Vi auguro allora di fare un buon viaggio. Ricordatevi che non si viaggia da soli e che la vita nella fede non è un viaggio in solitaria dove uno basta a se stesso.
Ieri sera abbiamo fatto un’esperienza bella di Comunità perché persone diverse si sono messe insieme per realizzare un progetto grande, che forse qualcuno ha guardato all’inizio con un po’ di sospetto e diffidenza. Insieme possiamo dimostrare che vivere nella fede ha origine qui, da questo altare e si dirama in ogni esperienza che dal Signore Gesù inizia, perché Lui la inizia e la porta a compimento.
Fin da ora la gratitudine del Signore per l’impegno di ciascuno, grande e piccolo che sia, per la fiducia dei genitori nei confronti di quell’esperienza che noi proponiamo come comunità cristiana; la gratitudine a tutti coloro che prima di noi hanno vissuto, proposto e creato l’oratorio.
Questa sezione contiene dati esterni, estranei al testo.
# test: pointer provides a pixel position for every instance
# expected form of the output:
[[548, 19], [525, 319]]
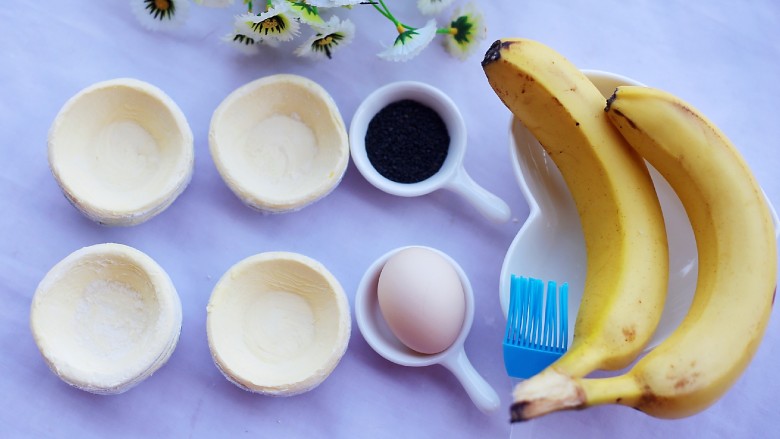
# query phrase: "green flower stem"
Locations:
[[384, 11]]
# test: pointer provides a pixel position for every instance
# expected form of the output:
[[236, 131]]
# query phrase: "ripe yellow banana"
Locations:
[[737, 254], [625, 238]]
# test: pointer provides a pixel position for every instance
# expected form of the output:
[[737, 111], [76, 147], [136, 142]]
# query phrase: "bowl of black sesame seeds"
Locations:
[[409, 139]]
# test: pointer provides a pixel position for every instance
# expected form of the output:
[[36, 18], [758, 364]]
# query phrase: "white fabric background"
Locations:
[[722, 56]]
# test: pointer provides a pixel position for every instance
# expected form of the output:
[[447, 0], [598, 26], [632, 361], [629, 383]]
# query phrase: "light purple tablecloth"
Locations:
[[722, 57]]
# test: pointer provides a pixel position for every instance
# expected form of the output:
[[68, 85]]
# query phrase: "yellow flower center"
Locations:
[[162, 5]]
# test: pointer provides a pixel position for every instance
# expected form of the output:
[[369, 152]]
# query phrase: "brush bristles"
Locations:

Il nostro modo di viverlo bene, con gioia, con rispetto, con accoglienza onora anche la loro memoria e fa in modo che prepariamo per altre generazioni un futuro bello. Non lasciamoci portare via la speranza e insieme, partendo dall’Eucaristia, possiamo creare relazioni buone, autentiche, vere, dove sempre di più prevalga la voglia, il desiderio, la forza di perdonarci. Verremo così all’altare con un dono gradito a Dio, sempre: la nostra stessa vita!